Ce fut le cas avec le Mexique, c'est aussi en cours avec l'Egypte. A ce niveau,
la gestion des relations est plus fine et s'effectue au jour le jour. Je vous
rappelle l'existence d'une base de données à Bruxelles retraçant l'ensemble des
obstacles au commerce répertoriés.
En guise de conclusion, je vous dirais qu'il s'agit, en définitive, d'un
portefeuille plus politiquement exposé que je ne l'aurais pensé. Cela tient à
l'évolution du commerce mondial, bien sûr, mais c'est également un sujet
particulièrement sensible pour les opinions publiques et il ne se passe pas une
semaine sans que j'aie à évoquer ces questions avec des organisations non
gouvernementales.
M. Xavier de
Villepin :
Votre propos m'amène à
poser deux questions relatives respectivement à l'Amérique latine et à l'Asie,
plus spécifiquement la Chine, car il est exact que les problèmes d'intégration
régionale sont devenus extrêmement importants.
En Amérique latine, il existe déjà un accord entre certains pays américains,
l'Alena, qui a contribué à réduire grandement nos parts de marché dans cette
zone, notamment au Mexique lorsqu'il l'a rejoint. Sachant que les Etats-Unis
envisagent l'extension de cet accord jusqu'à la Terre de feu, qu'adviendra-t-il
alors de nos débouchés commerciaux ? Il est vrai que l'on observe,
semble-t-il, des résistances à ce projet en Amérique du Sud, mais vont-elles
perdurer ?
En Asie, l'intégration régionale est moins forte, l'Asean ne constituant pas un
modèle très performant. Mais, pour ce qui concerne la Chine, je crois savoir
que son intégration effective à l'OMC n'est pas si facile, qu'elle émet
certaines réserves qui pourraient être acceptées par les Etats-Unis. Qu'en
est-il exactement ?
M. Jean
François-Poncet :
Le coeur des préoccupations
commerciales extérieures de l'Union se situe aux Etats-Unis. Quelles sont les
perspectives des relations commerciales transatlantiques ?
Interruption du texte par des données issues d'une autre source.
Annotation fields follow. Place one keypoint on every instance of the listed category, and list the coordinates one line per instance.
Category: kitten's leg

Des contentieux sont en cours à l'OMC ; nous en avons perdu certains ;
nous avons obtenu gain de cause pour d'autres, et nous avons été autorisés à
imposer des sanctions que vous avez décidé de ne pas mettre en oeuvre. Pour
quels motifs ?
Par ailleurs, le nouveau cycle de négociations n'ayant pas été lancé, que devient
le mandat que vous avaient confié les Etats membres ? Où en sont les
négociations concernant l'agriculture et les services actuellement en cours à
Genève ? N'y a-t-il pas là une contradiction avec notre volonté de
recourir à un cadre global ? Doit-on s'attendre à des contentieux avec les
Etats-Unis sur la question aéronautique des gros porteurs ?
M. Michel Souplet :
J'ai suivi, depuis les
années 1950, l'évolution de l'Europe, particulièrement dans ses aspects
agricoles. Aujourd'hui, le monde agricole s'inquiète au moins pour deux motifs.
D'abord, rappelons que la réforme de la PAC a bien fonctionné en Europe, les
agriculteurs l'ont acceptée. Nous abordons maintenant une seconde étape :
celle de l'application de l'Agenda 2000 adopté pour la période 2000-2006.
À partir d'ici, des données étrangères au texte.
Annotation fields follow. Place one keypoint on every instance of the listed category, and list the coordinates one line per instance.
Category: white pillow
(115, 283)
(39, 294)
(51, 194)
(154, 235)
Or, la Commission vient de décider de limiter à deux ans le régime particulier
applicable au sucre, en contradiction avec les décisions politiques prises à
Berlin. Depuis quinze ans, le prix du sucre a baissé de 36 %, il est
impossible de s'aligner sur le cours mondial sans contrepartie.
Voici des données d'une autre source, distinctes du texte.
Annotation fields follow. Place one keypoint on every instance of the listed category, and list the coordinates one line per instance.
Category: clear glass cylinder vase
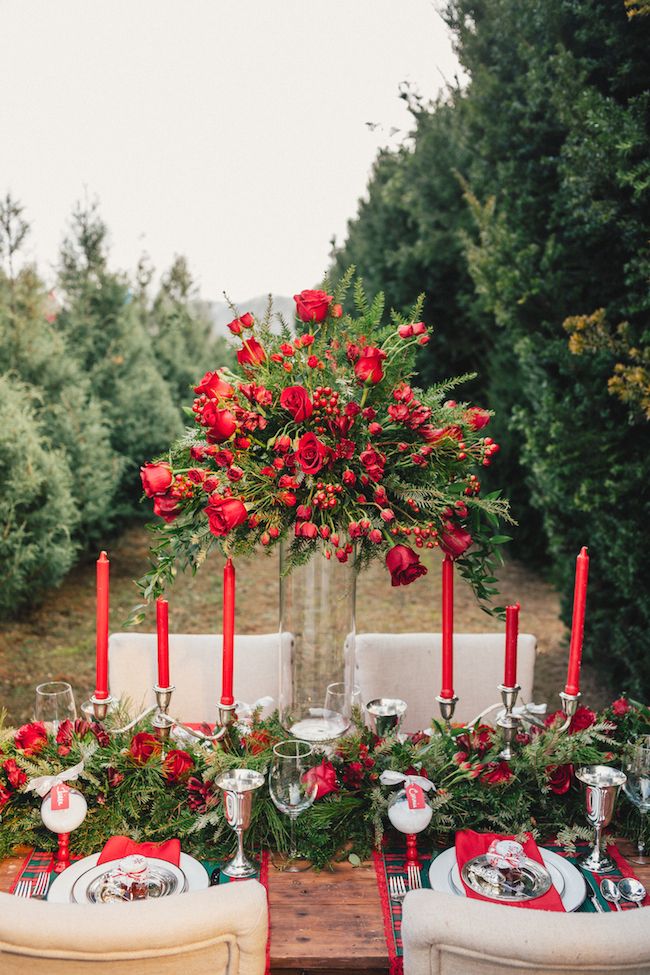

Ma deuxième préoccupation se rapporte aux aides américaines à
l'agriculture. Celles-ci sont passées de 5 milliards de dollars en 1996-1997 à
21 milliards de dollars aujourd'hui. Je crois vraiment que l'Europe n'a pas
de leçons à recevoir en la matière. J'étais, voici peu de temps, en
Pologne ; nous connaissons le désir d'adhésion des PECO et leur demande
d'assistance financière, surtout en faveur de l'agriculture. Or, compte tenu
des bouclages budgétaires déjà effectués, comment envisage-t-on de les aider
sans augmenter le budget ?
M. Robert Del Picchia :
Le commerce est une
activité visible, vous l'avez dit. Toutefois, il semble que le problème soit
différent pour ce qui concerne les échanges par Internet pour lesquels aucune
règle commerciale internationale n'existe, alors même qu'ils sont appelés à un
très grand développement. La question se pose dans les mêmes termes en matière
de propriété intellectuelle et industrielle. Disposez-vous d'un mandat de la
Commission pour négocier un statut applicable au commerce par téléchargement de
films, d'oeuvres musicales, de plans d'architecte... ?
M. Aymeri de
Montesquiou :
J'ai beaucoup apprécié le
caractère pragmatique de votre propos. L'accès aux marchés est essentiel, mais
il faut également accepter le principe de la négociation, donc envisager de
perdre des parts de marché pour certains produits. Vous avez besoin pour cela
du soutien de l'opinion publique. Or, lorsque je me suis rendu à Seattle
pour l'ouverture de la Conférence, j'ai posé à M. Huwart, ministre du
commerce extérieur, la question de savoir s'il pensait que nos concitoyens
approuvaient l'existence de l'OMC. Pour ma part, je n'en suis pas certain, il
suffit d'observer les succès d'estrade de José Bové. Le bilan de l'OMC est plus
mitigé que ce que vous nous en avez dit : certains secteurs - la
chaussure... -, certains produits - la viande de mouton... -
en font les frais.
J'en conclus donc que vous avez deux actions à mener : l'une, à
l'intérieur de l'Europe, pour rassurer les opinions, l'autre à l'extérieur,
pour faire en sorte que l'OMC n'ait pas pour effet d'appauvrir les plus pauvres
et d'enrichir les plus riches - ce qui semble être le cas pour l'instant.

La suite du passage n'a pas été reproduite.